Park Cannon was one of several people who opposed the new law, which has been called “Jim Crow 2.0,” by critics, who believe it makes voting more difficult in the state. She was taken into custody March 25 by state troopers and released later that evening.
“While some of Rep. Cannon’s colleagues and the police officers involved may have found her behavior annoying, such sentiment does not justify a presentment to a grand jury of the allegations in the arrest warrants or any other felony charges,” Fulton County District Attorney Fani Willis said, according to the Atlanta Journal-Constitution, adding that she considers the case closed.
Cannon, who represents a district of Georgia covering parts of DeKalb and Fulton counties, has maintained that she did nothing to warrant the felony charges that she had faced.
“Facts and evidence showed to the world that Rep. Cannon committed no crime and should not have ever been arrested,” Gerald Griggs, a spokesman for the lawmaker told the AJC. “We thank the district attorney for her thorough review of the evidence and are weighing our next legal actions.”
Cannon was knocking on Kemp’s office door while he was on live television approving Senate Bill 202. It was passed by Republican legislators and has been criticized as an attempt to heavily limit voting rights and stifle voter freedoms.
The legislation requires identification for absentee ballots, places limits on drop boxes, augments early voting hours, and disqualifies provisional ballots mistakenly cast in the wrong precinct and even makes it illegal to hand out bottled water to people waiting in line to vote.

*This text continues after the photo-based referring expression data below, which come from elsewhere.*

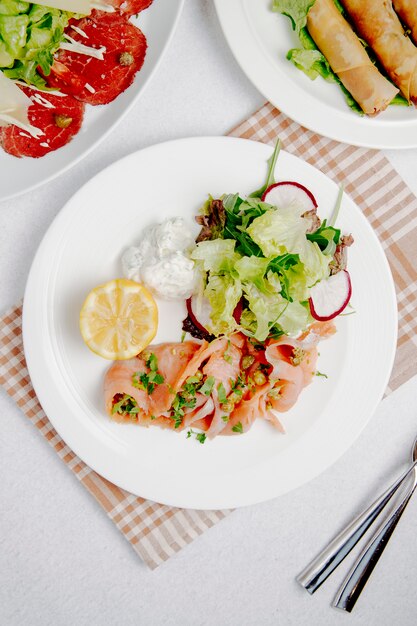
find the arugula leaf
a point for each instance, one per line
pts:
(326, 237)
(270, 178)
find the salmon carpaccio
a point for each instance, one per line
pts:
(220, 387)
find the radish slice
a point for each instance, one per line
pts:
(290, 194)
(199, 311)
(331, 296)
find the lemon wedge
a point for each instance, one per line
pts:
(119, 319)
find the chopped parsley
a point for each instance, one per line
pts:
(221, 392)
(201, 437)
(126, 406)
(185, 399)
(208, 385)
(298, 355)
(148, 381)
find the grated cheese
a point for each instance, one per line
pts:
(14, 105)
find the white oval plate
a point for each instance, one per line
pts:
(260, 40)
(83, 248)
(158, 23)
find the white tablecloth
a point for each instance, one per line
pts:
(62, 562)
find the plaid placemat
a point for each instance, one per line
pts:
(155, 531)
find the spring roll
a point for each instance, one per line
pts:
(407, 12)
(348, 58)
(378, 24)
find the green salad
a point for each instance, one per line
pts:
(263, 260)
(308, 57)
(30, 34)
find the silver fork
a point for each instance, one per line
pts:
(326, 562)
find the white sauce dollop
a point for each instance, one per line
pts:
(160, 260)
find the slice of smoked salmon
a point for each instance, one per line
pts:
(171, 360)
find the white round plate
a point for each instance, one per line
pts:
(83, 248)
(260, 40)
(158, 23)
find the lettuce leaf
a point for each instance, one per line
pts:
(296, 10)
(223, 293)
(30, 34)
(265, 309)
(278, 232)
(216, 255)
(13, 7)
(308, 58)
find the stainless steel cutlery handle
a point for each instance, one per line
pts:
(358, 576)
(323, 565)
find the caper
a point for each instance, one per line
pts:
(62, 121)
(259, 378)
(247, 361)
(126, 58)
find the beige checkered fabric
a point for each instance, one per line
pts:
(155, 531)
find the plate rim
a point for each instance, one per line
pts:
(29, 325)
(249, 58)
(109, 129)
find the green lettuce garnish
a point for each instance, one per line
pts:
(30, 34)
(308, 58)
(263, 258)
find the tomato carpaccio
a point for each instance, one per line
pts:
(82, 78)
(130, 7)
(59, 117)
(96, 81)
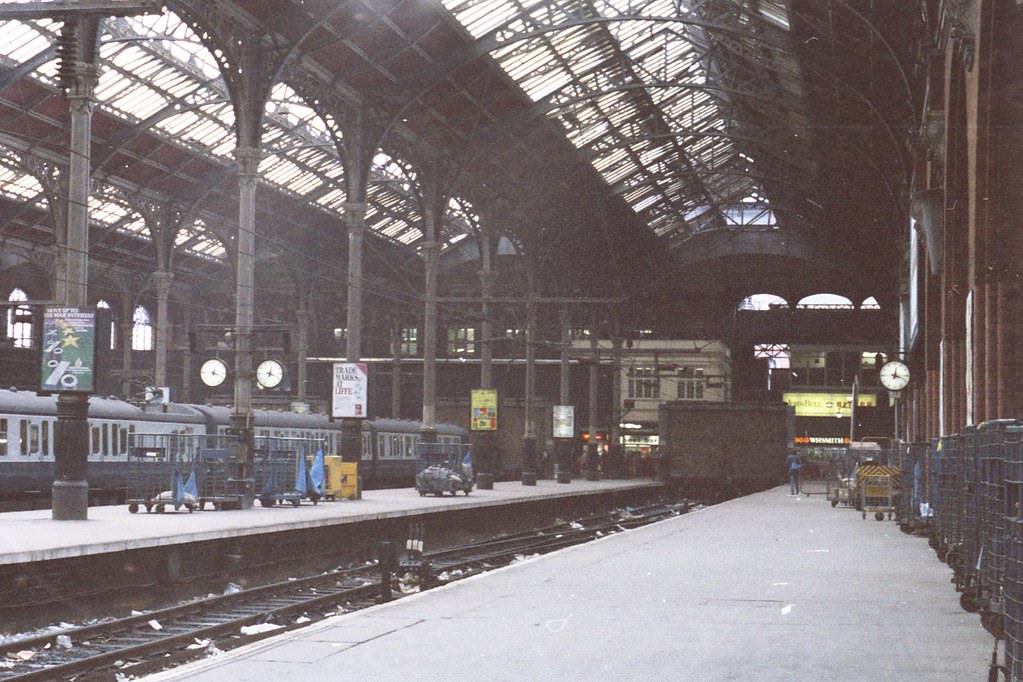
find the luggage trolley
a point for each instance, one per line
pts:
(162, 471)
(443, 467)
(877, 485)
(283, 472)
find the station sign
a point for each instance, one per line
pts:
(828, 404)
(349, 388)
(69, 350)
(484, 407)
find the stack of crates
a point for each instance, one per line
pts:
(281, 470)
(1013, 586)
(993, 442)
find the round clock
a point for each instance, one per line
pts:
(894, 374)
(213, 372)
(269, 373)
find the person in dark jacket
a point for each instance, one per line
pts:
(793, 464)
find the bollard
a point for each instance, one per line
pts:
(385, 559)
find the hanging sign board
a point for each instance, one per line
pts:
(828, 404)
(484, 405)
(69, 350)
(349, 390)
(564, 424)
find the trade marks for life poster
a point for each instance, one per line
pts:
(69, 350)
(349, 390)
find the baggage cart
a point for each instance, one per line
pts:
(876, 486)
(161, 471)
(443, 467)
(282, 470)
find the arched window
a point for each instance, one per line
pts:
(114, 327)
(19, 320)
(141, 333)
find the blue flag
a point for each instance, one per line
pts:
(179, 490)
(190, 487)
(300, 473)
(316, 473)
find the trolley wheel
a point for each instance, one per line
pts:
(969, 603)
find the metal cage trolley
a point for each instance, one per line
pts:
(162, 471)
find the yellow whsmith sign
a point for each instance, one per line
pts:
(827, 404)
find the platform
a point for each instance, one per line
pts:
(767, 587)
(34, 536)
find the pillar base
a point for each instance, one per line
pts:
(71, 500)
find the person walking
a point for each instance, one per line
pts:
(793, 463)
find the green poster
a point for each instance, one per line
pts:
(69, 350)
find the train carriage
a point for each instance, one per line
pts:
(27, 440)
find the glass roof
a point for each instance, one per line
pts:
(628, 81)
(156, 74)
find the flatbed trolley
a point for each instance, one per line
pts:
(877, 485)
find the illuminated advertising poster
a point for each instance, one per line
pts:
(349, 390)
(564, 425)
(484, 405)
(69, 350)
(828, 404)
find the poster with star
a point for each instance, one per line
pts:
(69, 350)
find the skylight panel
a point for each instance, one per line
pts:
(137, 102)
(104, 211)
(335, 198)
(480, 17)
(20, 41)
(16, 183)
(623, 170)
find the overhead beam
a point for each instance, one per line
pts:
(57, 8)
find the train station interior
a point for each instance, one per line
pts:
(533, 238)
(602, 203)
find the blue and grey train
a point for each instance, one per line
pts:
(27, 435)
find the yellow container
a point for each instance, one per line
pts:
(342, 479)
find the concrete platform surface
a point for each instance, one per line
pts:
(767, 587)
(34, 536)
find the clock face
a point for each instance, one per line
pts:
(213, 372)
(894, 375)
(269, 373)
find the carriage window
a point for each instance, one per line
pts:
(34, 439)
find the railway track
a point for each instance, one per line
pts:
(143, 643)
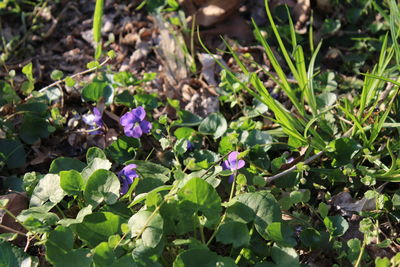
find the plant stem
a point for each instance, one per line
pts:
(361, 254)
(243, 249)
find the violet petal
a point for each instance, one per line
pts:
(145, 126)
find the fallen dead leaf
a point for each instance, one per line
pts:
(16, 203)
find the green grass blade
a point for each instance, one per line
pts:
(97, 18)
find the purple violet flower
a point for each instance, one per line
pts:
(189, 145)
(126, 176)
(233, 164)
(94, 121)
(134, 123)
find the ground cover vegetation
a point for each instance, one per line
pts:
(154, 133)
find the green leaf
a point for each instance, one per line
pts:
(281, 233)
(7, 94)
(98, 226)
(101, 186)
(60, 252)
(298, 196)
(39, 219)
(12, 153)
(79, 217)
(323, 209)
(202, 257)
(396, 200)
(285, 256)
(11, 256)
(48, 188)
(259, 207)
(98, 90)
(382, 262)
(148, 225)
(198, 195)
(214, 124)
(144, 256)
(345, 149)
(310, 237)
(257, 137)
(336, 225)
(184, 132)
(187, 118)
(123, 149)
(94, 152)
(94, 165)
(103, 256)
(66, 164)
(152, 175)
(71, 182)
(235, 233)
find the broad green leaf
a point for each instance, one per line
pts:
(336, 225)
(144, 256)
(48, 189)
(94, 165)
(259, 207)
(281, 233)
(123, 149)
(235, 233)
(202, 257)
(101, 186)
(198, 195)
(94, 152)
(300, 196)
(97, 227)
(345, 149)
(7, 94)
(39, 219)
(66, 164)
(71, 182)
(257, 137)
(323, 209)
(151, 175)
(184, 132)
(396, 200)
(12, 153)
(104, 256)
(214, 124)
(285, 256)
(310, 237)
(148, 226)
(187, 118)
(98, 90)
(79, 217)
(11, 256)
(60, 252)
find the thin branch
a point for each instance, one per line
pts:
(293, 168)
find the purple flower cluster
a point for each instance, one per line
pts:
(126, 176)
(94, 121)
(233, 164)
(134, 123)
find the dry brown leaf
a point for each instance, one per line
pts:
(171, 55)
(16, 203)
(208, 13)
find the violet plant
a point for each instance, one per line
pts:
(134, 123)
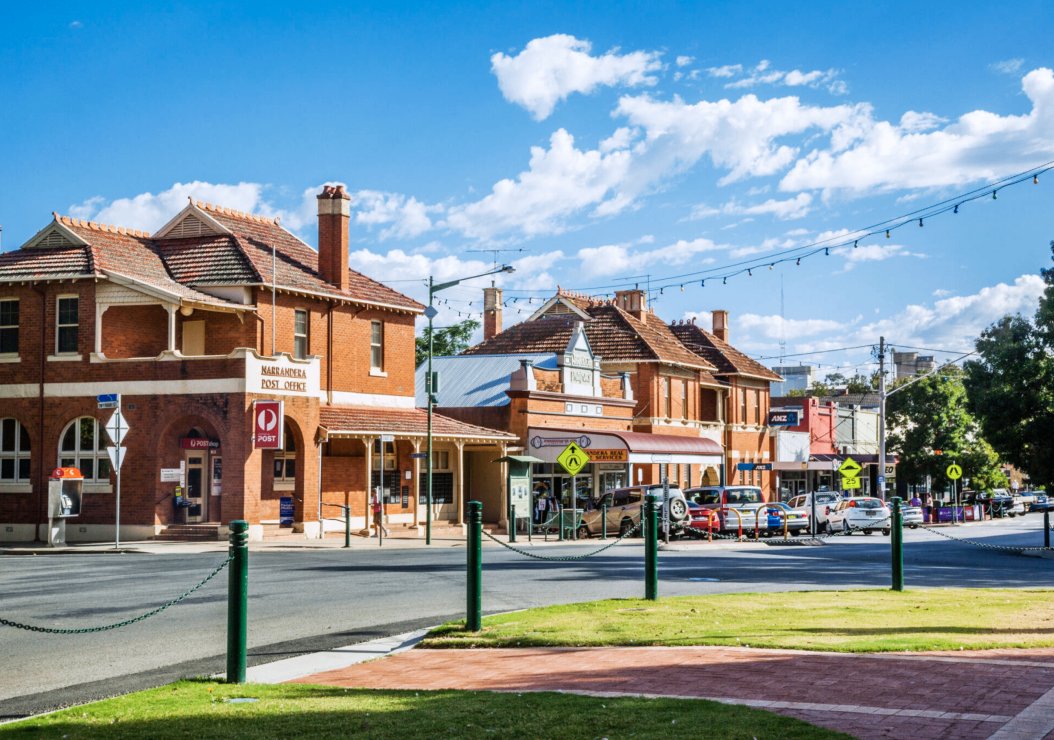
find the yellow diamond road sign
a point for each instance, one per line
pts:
(850, 468)
(572, 459)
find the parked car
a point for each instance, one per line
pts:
(1041, 503)
(624, 510)
(775, 513)
(735, 504)
(861, 513)
(824, 500)
(911, 515)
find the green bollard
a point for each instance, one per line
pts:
(473, 602)
(651, 546)
(897, 542)
(237, 602)
(347, 526)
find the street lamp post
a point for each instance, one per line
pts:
(430, 313)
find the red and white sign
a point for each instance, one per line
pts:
(267, 425)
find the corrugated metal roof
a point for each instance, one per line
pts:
(476, 380)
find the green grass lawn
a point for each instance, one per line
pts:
(205, 709)
(860, 621)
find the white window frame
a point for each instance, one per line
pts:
(8, 327)
(16, 453)
(282, 458)
(300, 337)
(376, 347)
(75, 458)
(59, 326)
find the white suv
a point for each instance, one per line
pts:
(825, 502)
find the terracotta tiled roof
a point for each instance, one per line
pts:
(403, 422)
(615, 335)
(727, 359)
(296, 265)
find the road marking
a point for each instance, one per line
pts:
(290, 668)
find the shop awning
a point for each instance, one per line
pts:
(609, 446)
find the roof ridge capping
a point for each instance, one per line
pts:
(94, 226)
(223, 211)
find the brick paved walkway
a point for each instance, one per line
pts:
(931, 695)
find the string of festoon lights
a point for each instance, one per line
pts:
(845, 240)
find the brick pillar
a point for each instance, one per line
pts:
(491, 312)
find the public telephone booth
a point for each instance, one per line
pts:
(64, 498)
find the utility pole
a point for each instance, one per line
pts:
(881, 417)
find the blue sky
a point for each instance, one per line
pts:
(612, 144)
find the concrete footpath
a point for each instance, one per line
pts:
(980, 694)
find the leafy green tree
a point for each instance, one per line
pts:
(452, 339)
(1011, 387)
(932, 414)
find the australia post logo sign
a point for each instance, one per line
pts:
(267, 425)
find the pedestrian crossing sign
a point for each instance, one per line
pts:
(572, 459)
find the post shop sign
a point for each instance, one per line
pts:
(268, 425)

RELATED: Georgia Lawmaker Park Cannon Arrested For Protesting 'Jim Crow 2.0’ Election Law
The arrest is just part of the political upheaval in Georgia over the law, which has activists calling for boycotts of Georgia events, and has even prompted Major League Baseball to move the 2021 All-Star Game from Atlanta to Denver.
Large corporations based in Atlanta including Delta Airlines and Coca-Cola Co. have also joined in the criticism of the new law.
According to the Brennan Center for Justice, since the presidential election last year, more than 250 bills have been introduced in 43 state legislatures, which complicate the voting process for countless Americans., particularly those in battleground states like Florida, Georgia, and Arizona.